One such spiritually dead clergyman was John Wesley, who later became the founder of Methodism (although he never intended to form a separate church). Wesley had gone to Georgia with James Oglethorpe to work as a missionary to the Indians. He soon returned to England in despair and wrote, "I went to America to convert the Indians; but O who will convert me!" On the ship going to Georgia, Wesley had met some Moravian immigrants and was impressed by their spiritual strength and joy in the Lord. Back in England, as Wesley struggled with his own sinfulness and need of salvation, he received spiritual counsel from the Moravian Peter Boehler. On May 24, 1738, during a meeting at Aldersgate, Wesley experienced God's saving grace and wrote, "I felt my heart strangely warmed. I felt I did trust in Christ, Christ alone for salvation; and an assurance was given to me that he had taken away my sins."

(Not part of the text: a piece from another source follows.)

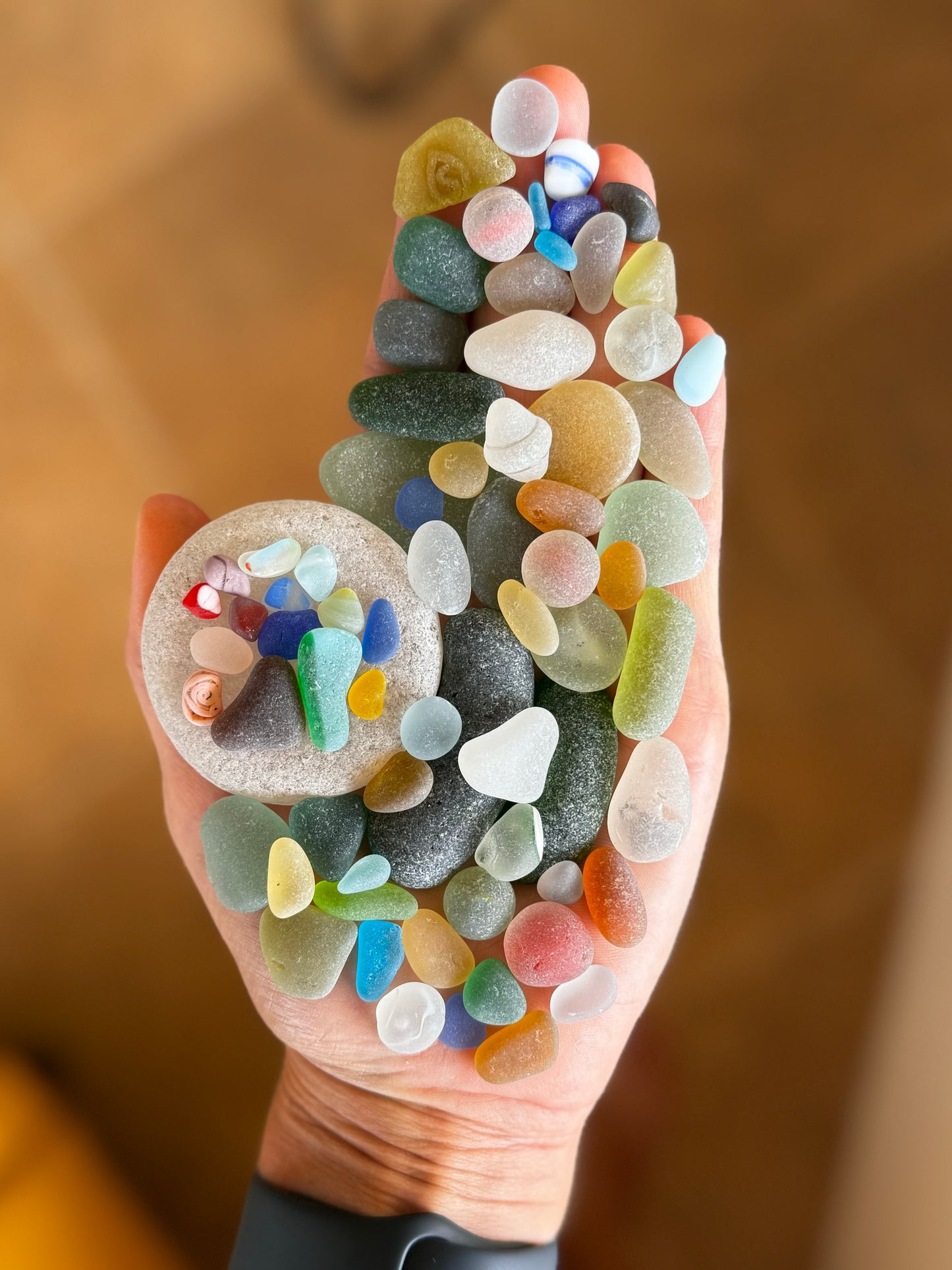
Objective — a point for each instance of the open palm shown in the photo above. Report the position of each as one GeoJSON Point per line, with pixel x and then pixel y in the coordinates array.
{"type": "Point", "coordinates": [368, 1130]}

From George Whitefield, Wesley learned the importance of preaching in the open air to reach the masses. At first he could not imagine souls being saved unless they were in Church, but Jesus' "open-air preaching" of the Sermon on the Mount convinced him it was okay.

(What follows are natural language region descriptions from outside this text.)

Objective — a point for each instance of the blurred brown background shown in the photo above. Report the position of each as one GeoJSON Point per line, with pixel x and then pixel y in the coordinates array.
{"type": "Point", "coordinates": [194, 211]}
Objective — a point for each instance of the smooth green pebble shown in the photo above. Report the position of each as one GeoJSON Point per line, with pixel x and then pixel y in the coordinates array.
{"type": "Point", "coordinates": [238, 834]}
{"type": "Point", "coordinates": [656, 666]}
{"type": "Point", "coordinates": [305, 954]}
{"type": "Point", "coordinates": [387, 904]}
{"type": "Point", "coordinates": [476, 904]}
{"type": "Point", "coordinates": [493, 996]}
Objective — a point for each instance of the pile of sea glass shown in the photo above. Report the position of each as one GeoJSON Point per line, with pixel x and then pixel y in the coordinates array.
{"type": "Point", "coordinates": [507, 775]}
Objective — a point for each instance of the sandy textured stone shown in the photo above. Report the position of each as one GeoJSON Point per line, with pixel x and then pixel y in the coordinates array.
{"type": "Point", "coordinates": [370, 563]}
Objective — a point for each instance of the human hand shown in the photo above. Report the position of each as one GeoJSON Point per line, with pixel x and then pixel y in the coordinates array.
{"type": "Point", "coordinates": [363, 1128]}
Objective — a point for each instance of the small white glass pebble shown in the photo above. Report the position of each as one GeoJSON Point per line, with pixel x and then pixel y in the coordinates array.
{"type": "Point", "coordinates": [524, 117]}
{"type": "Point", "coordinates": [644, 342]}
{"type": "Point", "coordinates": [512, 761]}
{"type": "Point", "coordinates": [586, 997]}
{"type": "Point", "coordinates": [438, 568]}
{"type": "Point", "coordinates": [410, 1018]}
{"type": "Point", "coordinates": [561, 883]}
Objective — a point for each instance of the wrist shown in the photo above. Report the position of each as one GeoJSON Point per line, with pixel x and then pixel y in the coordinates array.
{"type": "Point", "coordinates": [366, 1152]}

To the poor and discouraged
Wesley was not welcomed in many of the Church of England churches. He was looked down upon as one of the contemptible religious "enthusiasts." Maybe this was a blessing in disguise, as it permitted him to minister to the poor in prisons, hospitals, workhouses, and at the mine pit heads. Excessive taunts, verbal abuse, and even occasional physical violence could not deter Wesley.

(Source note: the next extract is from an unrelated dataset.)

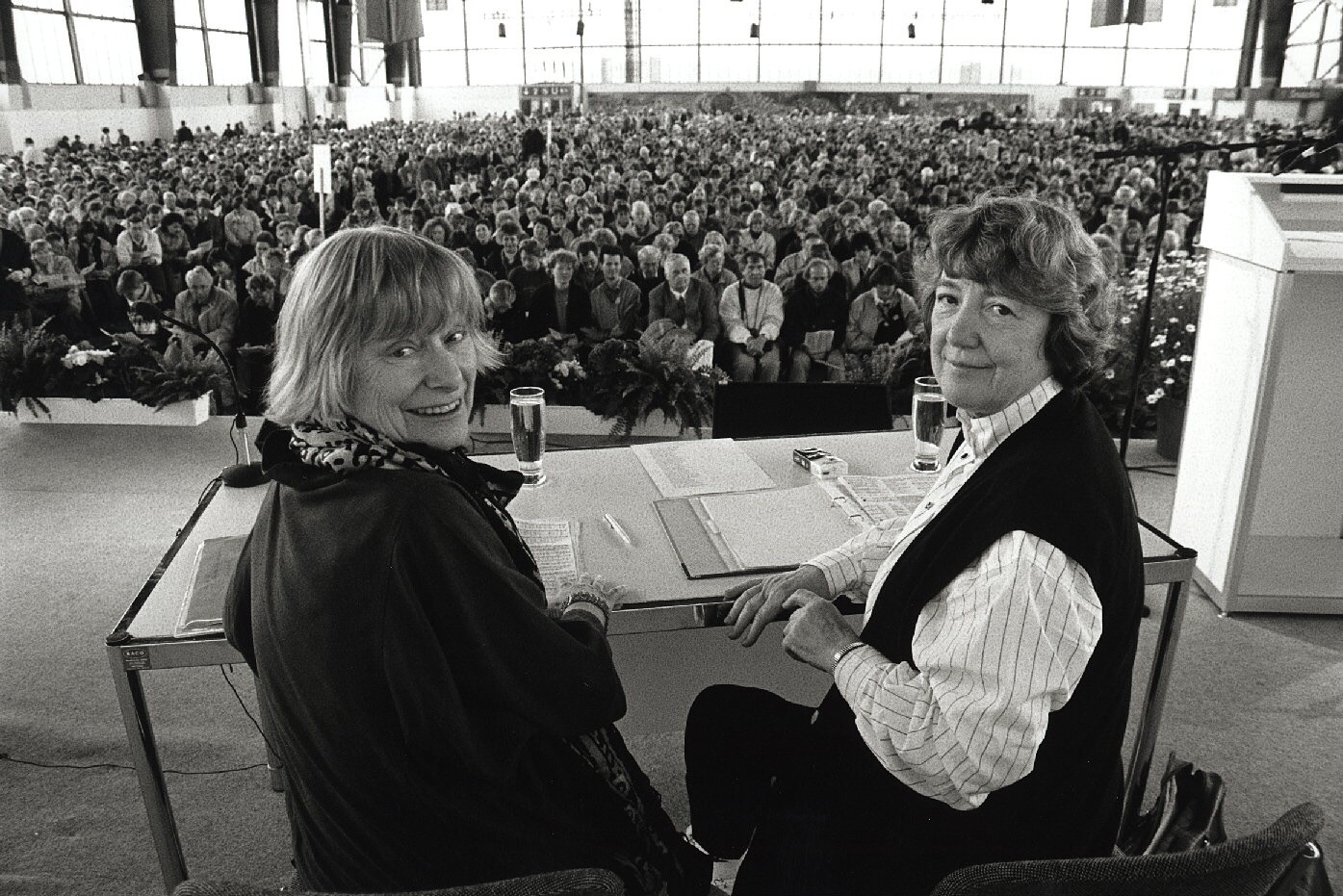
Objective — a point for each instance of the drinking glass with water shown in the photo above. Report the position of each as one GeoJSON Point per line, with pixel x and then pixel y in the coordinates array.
{"type": "Point", "coordinates": [930, 416]}
{"type": "Point", "coordinates": [527, 409]}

Wesley traveled over 250,000 miles in the cause of the gospel. In his preaching he talked continually of Christ and emphasized repentance, faith, and holiness. He said that repentance was like the porch of religion; conviction of sin always came before faith. Faith was the door of religion. Faith was "not only to believe that the Holy Scriptures and the articles of our faith are true, but also to have a sure trust and confidence to be saved from everlasting damnation through Christ." Holiness was religion itself, "the loving God with all our heart, and our neighbors as ourselves, and in that love abstaining from all evil, and doing all possible good to all men." As Wesley preached, multitudes responded. He noted in his journal that "the Word of God ran as fire among the stubble; it was glorified more and more; multitudes crying out, 'What must I do to be saved?' and afterwards witnessing, 'By grace we are saved through faith.'"

Wesley supervised the education of lay preachers to educate the people in small cell groups where discipline and faithfulness were learned. These preachers also distributed and sold Christian books to the people, helping provide them with spiritual food. Wesley pioneered the monthly magazine and edited Christian Living, a selection of theological and devotional literature for the lay person. He also was the first to print and use religious tracts extensively.

The effects spread
Wesley used all the profits from his literary works for charitable purposes, and he encouraged Christians to become active in social reform. He himself spoke out strongly against the slave trade and encouraged William Wilberforce in his antislavery crusade. Numerous agencies promoting Christian work arose as a result of the eighteenth century revival in England. Antislavery societies, prison reform groups, and relief agencies for the poor were started. Numerous missionary societies were formed; the Religious Tract Society was organized; and the British Foreign Bible Society was established. Hospitals and schools multiplied.

The revival cut across denominational lines and touched every class of society. England itself was transformed by the revival. In 1928 Archbishop Davidson wrote that "Wesley practically changed the outlook and even the character of the English nation."

Did Wesley save England from a revolution?
Some historians have maintained that the revival so altered the course of English history that it probably saved England from the kind of revolution that took place in France.